# Project 6: Customer Segmentation

This notebook performs customer segmentation using the K-Means clustering algorithm. The goal is to group customers of a mall into different segments based on their annual income and spending score, allowing for targeted marketing strategies.

## 1. Setup and Library Imports

In [None]:
import pandas as pd
import numpy as np
import matplotlib.pyplot as plt
import seaborn as sns
from sklearn.cluster import KMeans

## 2. Data Loading and Exploration

In [None]:
# Load the dataset
try:
    df = pd.read_csv('data/Mall_Customers.csv')
    print("Data loaded successfully.")
except FileNotFoundError:
    print("Data file not found. Make sure 'Mall_Customers.csv' is in the 'data/' directory.")

df.head()

In [None]:
df.info()

In [None]:
# Select features for clustering
X = df.iloc[:, [3, 4]].values

## 3. Finding the Optimal Number of Clusters (Elbow Method)

In [None]:
# WCSS: Within-Cluster Sum of Squares
wcss = []
for i in range(1, 11):
    kmeans = KMeans(n_clusters=i, init='k-means++', random_state=42, n_init=10)
    kmeans.fit(X)
    wcss.append(kmeans.inertia_)

# Plot the Elbow Method graph
plt.figure(figsize=(10, 5))
sns.lineplot(x=range(1, 11), y=wcss, marker='o', color='red')
plt.title('The Elbow Method')
plt.xlabel('Number of clusters')
plt.ylabel('WCSS')
plt.show()

From the plot above, the elbow is clearly at **k=5**. This is the optimal number of clusters for this dataset.

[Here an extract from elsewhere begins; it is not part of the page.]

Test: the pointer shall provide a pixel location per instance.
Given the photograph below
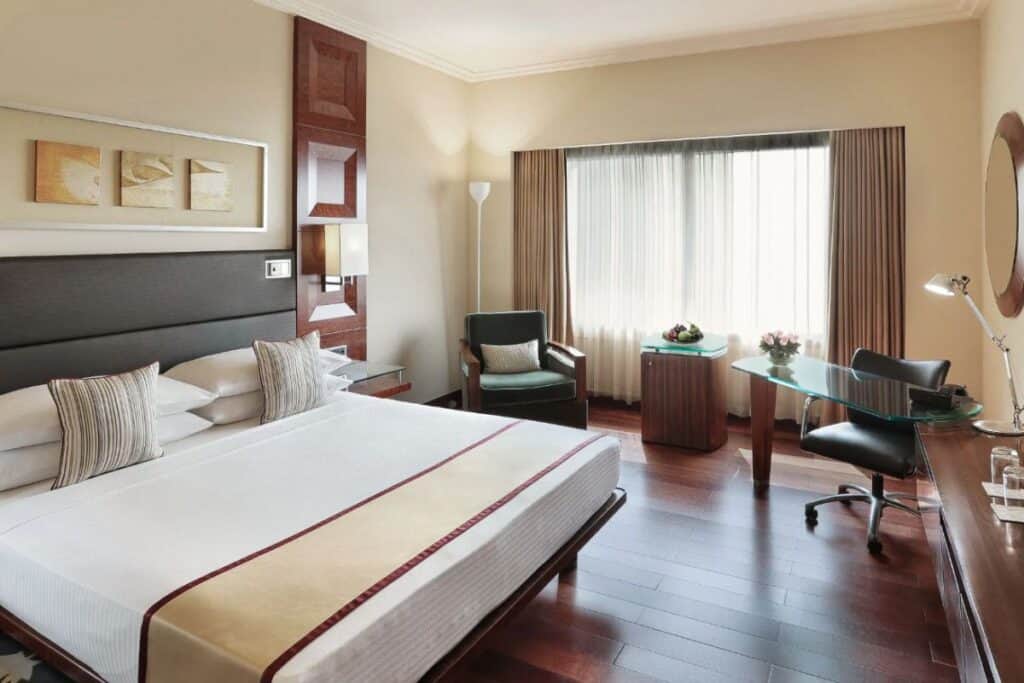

## 4. Training the K-Means Model

In [None]:
# Training the K-Means model on the dataset
kmeans = KMeans(n_clusters=5, init='k-means++', random_state=42, n_init=10)
y_kmeans = kmeans.fit_predict(X)

## 5. Visualizing the Clusters

In [None]:
plt.figure(figsize=(12, 8))

plt.scatter(X[y_kmeans == 0, 0], X[y_kmeans == 0, 1], s = 60, c = 'red', label = 'Cluster 1')
plt.scatter(X[y_kmeans == 1, 0], X[y_kmeans == 1, 1], s = 60, c = 'blue', label = 'Cluster 2')
plt.scatter(X[y_kmeans == 2, 0], X[y_kmeans == 2, 1], s = 60, c = 'green', label = 'Cluster 3')
plt.scatter(X[y_kmeans == 3, 0], X[y_kmeans == 3, 1], s = 60, c = 'violet', label = 'Cluster 4')
plt.scatter(X[y_kmeans == 4, 0], X[y_kmeans == 4, 1], s = 60, c = 'yellow', label = 'Cluster 5')

# Plotting the centroids
plt.scatter(kmeans.cluster_centers_[:, 0], kmeans.cluster_centers_[:, 1], s = 100, c = 'cyan', label = 'Centroids')

plt.title('Clusters of customers')
plt.xlabel('Annual Income (k$)')
plt.ylabel('Spending Score (1-100)')
plt.legend()
plt.show()

## 6. Conclusion

We have successfully segmented the customers into 5 distinct groups based on their annual income and spending score.

### Interpretation of Clusters:
- **Cluster 1 (Red):** High income, low spending score. (Careful spenders)
- **Cluster 2 (Blue):** Average income, average spending score. (Standard customers)
- **Cluster 3 (Green):** High income, high spending score. (Target customers)
- **Cluster 4 (Violet):** Low income, low spending score. (Sensible spenders)
- **Cluster 5 (Yellow):** Low income, high spending score. (Careless spenders)

This segmentation allows the business to tailor marketing strategies for each group. For example, the 'Target' group could be offered premium products, while the 'Careful' group might respond better to loyalty programs or exclusive deals.